Kumiki components are compound primitives. The Root sets up the state, named subcomponents present it. The child snippet pattern lets you swap any element without losing behaviour.

Compound shape

Every Layer 4 component follows the same outline:

<Combobox.Root>
  <Combobox.Input />
  <Combobox.Listbox>
    {#each items as item}
      <Combobox.Item value={item}>{item.label}</Combobox.Item>
    {/each}
  </Combobox.Listbox>
</Combobox.Root>

The child snippet

Need to render an <a> instead of a <button>? Use the child snippet. The component hands you the props it would have spread; you decide what tag they go on. This replaces the Radix/Bits v1 asChild pattern.

<Toggle.Root>
  {#snippet child({ props })}
    <a href={resolve('/destination')} {...props}>Navigate</a>
  {/snippet}
</Toggle.Root>

The component still controls ARIA — only the rendered tag changes.
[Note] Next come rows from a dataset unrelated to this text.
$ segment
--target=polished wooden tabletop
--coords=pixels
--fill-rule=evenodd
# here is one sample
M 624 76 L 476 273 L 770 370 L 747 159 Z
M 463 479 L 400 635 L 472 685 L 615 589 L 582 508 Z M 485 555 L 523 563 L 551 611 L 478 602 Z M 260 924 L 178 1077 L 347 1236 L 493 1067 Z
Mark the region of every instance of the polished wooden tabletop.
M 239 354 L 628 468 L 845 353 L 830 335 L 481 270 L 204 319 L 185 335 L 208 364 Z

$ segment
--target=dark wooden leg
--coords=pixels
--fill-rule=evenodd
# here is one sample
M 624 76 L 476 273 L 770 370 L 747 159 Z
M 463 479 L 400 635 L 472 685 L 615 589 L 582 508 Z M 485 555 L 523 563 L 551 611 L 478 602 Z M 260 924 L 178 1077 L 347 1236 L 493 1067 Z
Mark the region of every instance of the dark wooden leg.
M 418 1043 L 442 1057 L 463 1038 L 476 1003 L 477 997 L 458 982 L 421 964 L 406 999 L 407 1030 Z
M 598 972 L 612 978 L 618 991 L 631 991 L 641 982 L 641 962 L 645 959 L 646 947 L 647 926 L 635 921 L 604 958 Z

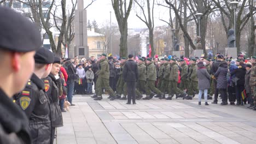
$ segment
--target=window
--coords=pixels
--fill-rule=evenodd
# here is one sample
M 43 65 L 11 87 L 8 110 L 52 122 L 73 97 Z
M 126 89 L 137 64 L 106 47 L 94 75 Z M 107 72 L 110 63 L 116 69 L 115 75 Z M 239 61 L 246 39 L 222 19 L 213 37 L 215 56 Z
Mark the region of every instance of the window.
M 20 8 L 21 7 L 21 3 L 20 2 L 13 3 L 14 8 Z
M 79 56 L 84 56 L 84 48 L 78 49 L 78 55 Z
M 97 41 L 97 49 L 101 49 L 101 41 Z

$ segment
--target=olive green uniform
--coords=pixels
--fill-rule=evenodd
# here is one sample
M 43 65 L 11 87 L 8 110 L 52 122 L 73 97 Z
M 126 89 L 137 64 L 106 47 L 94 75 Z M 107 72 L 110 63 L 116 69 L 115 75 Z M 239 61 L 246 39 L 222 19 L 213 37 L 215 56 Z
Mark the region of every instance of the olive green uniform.
M 182 71 L 181 76 L 181 84 L 179 84 L 179 89 L 181 90 L 187 89 L 189 84 L 188 76 L 188 66 L 184 62 L 181 65 Z
M 162 94 L 159 89 L 155 87 L 155 83 L 156 81 L 156 69 L 154 62 L 152 62 L 148 66 L 147 71 L 147 83 L 146 86 L 146 94 L 149 95 L 152 91 L 158 94 Z
M 198 89 L 198 79 L 196 71 L 197 70 L 197 65 L 194 63 L 191 65 L 189 68 L 189 76 L 190 78 L 189 85 L 188 88 L 188 94 L 193 95 L 194 92 L 199 93 Z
There is no asChild prop in Kumiki and there never will be.

Layered escape hatches

If child isn't enough — say you need to coordinate three custom DOM nodes — drop down a layer. Use the headless attachment factories at @kumiki/headless and write your own JSX/HTML around them.

<script lang="ts">
  import { createToggle } from '@kumiki/headless/toggle';
  const t = createToggle({ pressed: $state(false) });
</script>

<button {@attach t.root} class="my-fancy-toggle">
  {t.pressed ? 'On' : 'Off'}
</button>

Generics propagate

Components that take a typed value (Combobox, RadioGroup, Select, FormField) propagate that generic from the Root. Inner subcomponents read it via getContext. No need to repeat the type at every level.